# iphone help please. cannot connect to mobile data network.



## Mars (Aug 25, 2007)

Iv'e just got my unlocked and jailbroken apple iphone 3g.

Wi Fi isn't a problem but i cannot connect to internet using 3g. I keep getting that message and it says mobile data connection not available.

Iv'e done all the network resets and rebooted, iv'e been on to unlockit.nz and tried the wap cingular custom APN and the carrier (uk vodafone) one and it keeps saying safari could not apply profile due to unknown error.

Heeeeeeeeeelp please  .


----------



## strange_days (Aug 6, 2009)

vodafone you need to do the following

Tap Settings > General > Network > cellular data network

B) In the APN field, enter: internet (for Contract customers) or pp.vodafone.co.uk (for pay as you talk customers)

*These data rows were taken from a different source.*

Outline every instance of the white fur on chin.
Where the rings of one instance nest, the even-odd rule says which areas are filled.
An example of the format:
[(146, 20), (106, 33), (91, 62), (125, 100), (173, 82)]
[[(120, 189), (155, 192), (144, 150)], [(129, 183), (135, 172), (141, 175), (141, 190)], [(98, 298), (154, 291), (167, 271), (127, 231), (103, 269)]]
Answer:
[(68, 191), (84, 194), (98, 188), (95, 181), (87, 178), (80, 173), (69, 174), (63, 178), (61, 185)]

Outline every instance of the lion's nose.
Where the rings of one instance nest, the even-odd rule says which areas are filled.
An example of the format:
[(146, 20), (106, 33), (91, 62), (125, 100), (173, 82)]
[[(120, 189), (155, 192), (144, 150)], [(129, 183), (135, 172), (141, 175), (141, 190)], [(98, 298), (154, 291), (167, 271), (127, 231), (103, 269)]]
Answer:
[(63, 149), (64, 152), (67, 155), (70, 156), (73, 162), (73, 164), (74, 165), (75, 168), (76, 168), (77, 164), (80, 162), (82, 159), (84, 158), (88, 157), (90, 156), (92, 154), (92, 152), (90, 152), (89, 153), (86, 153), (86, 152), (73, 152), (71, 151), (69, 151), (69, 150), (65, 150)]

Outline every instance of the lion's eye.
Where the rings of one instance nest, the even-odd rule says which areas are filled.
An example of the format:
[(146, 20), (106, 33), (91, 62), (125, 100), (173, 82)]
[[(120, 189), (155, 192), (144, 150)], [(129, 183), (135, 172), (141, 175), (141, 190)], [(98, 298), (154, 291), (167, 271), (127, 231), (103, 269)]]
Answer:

c) In the Username field, enter: web

d) In the Password field, enter: web

same for mms settings

done


----------



## Mars (Aug 25, 2007)

strange_days said:


> vodafone you need to do the following
> 
> Tap Settings > General > Network > cellular data network
> 
> ...


Thankyou, done it, but i did have to enter wap and not web as the username and password, reps mate.


----------



## JB74 (Jan 6, 2008)

i had a similar problem the other week my iphone froze for about 6hrs then when it finally came back on i couldnt get the web on it,

but by that time i had already rang vodafone and they had agreed to exchange for me but that a different story again lol


----------